IX. Inventory and Valuation of All Community Benefits:

Statutory reference: RSA 7:32-d III and 7:32-e IV and V

Describe in detail the cost of the community benefits planned by the health care charitable trust and the methodology for estimating the cost. The plan shall include an estimate of the cost of each activity expected to be undertaken or supported in the ensuing year and a report on the unreimbursed cost of each activity undertaken in the preceding year. For each quantifiable benefit, the trust should provide an economic valuation which identifies the unreimbursed cost to the trust of providing the benefit and the method for calculating that cost. Nonquantifiable benefits should be identified separately and described in narrative form.

X. Annual Assessment of Community Benefits Activities:

Statutory reference: RSA 7:32-e IV

The plan shall include a report on the community benefit activities undertaken by the trust in the preceding year and information describing the results or outcomes of the trust's community benefit activities. The report shall also include the means used to solicit the views of the community served by the trust, identification of community groups, members of the public, and local government officials consulted on the development of the plan, and an evaluation of the plans effectiveness.

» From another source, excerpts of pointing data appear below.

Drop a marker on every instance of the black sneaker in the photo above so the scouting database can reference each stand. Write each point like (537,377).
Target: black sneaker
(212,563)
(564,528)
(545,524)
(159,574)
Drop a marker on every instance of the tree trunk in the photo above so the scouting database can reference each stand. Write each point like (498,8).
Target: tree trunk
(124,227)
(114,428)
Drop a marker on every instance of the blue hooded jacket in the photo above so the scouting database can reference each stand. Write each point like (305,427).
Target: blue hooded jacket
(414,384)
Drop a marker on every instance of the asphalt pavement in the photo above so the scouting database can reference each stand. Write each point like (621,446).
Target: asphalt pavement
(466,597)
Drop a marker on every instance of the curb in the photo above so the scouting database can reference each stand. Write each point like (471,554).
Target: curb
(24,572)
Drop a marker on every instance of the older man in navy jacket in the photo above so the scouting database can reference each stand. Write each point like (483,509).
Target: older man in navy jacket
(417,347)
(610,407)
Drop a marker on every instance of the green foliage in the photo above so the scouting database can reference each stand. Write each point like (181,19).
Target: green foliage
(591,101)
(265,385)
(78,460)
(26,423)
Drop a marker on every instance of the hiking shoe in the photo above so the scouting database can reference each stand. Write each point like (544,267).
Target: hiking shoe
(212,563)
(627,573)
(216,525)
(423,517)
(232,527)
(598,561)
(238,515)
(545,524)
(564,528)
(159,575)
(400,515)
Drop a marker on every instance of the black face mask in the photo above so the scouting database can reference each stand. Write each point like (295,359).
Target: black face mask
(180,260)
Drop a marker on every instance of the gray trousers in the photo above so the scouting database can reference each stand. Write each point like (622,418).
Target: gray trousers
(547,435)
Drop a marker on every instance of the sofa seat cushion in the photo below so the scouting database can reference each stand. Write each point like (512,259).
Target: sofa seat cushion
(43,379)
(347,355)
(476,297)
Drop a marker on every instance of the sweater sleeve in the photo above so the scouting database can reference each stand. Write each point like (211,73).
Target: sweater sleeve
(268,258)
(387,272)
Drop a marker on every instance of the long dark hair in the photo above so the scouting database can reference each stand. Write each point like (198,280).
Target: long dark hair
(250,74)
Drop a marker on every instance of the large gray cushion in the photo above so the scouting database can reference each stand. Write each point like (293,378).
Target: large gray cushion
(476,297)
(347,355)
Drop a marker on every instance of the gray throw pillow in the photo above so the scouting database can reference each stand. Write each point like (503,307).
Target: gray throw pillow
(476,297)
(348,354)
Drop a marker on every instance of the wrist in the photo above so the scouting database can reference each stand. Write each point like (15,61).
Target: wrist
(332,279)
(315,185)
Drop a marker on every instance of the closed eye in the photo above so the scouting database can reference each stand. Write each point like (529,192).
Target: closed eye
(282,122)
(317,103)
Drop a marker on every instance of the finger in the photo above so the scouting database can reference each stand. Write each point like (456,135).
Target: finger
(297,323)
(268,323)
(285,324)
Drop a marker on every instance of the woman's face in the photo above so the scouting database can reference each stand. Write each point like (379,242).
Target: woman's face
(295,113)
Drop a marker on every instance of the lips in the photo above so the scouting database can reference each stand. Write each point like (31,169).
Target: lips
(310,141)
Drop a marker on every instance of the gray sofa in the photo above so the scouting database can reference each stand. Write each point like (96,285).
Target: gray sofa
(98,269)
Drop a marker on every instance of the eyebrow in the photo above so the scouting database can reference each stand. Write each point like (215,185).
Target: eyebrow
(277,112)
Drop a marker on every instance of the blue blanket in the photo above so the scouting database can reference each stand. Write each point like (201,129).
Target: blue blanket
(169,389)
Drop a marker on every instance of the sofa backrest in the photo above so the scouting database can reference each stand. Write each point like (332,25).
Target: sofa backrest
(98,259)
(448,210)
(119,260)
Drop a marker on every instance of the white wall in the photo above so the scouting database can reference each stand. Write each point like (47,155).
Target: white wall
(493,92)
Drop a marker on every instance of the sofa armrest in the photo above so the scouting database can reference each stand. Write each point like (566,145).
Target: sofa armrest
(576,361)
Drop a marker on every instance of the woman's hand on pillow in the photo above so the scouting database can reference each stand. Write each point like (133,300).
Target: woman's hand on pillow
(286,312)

Please be sure the assessment section is included in the plan.

THE COMPLETED COMMUNITY BENEFITS PLAN MUST BE FILED WITH THE ATTORNEY GENERAL WITHIN 90 DAYS OF THE BEGINNING OF THE FISCAL YEAR. FAILURE TO FILE THE PLAN MAY RESULT IN THE IMPOSITION OF CIVIL PENALTIES OF $1,000 PLUS ATTORNEYS FEES AND COSTS (RSA 7:32-g III) EXTENSIONS MAY BE REQUESTED BY FILING THE APPLICATION FOR EXTENSION OF TIME TO FILE COMMUNITY BENEFITS PLAN FORM WITH THE ATTORNEY GENERAL.

NOTE: A copy of RSA 7:32-c - l will be included with the form mailed to health care charitable trusts.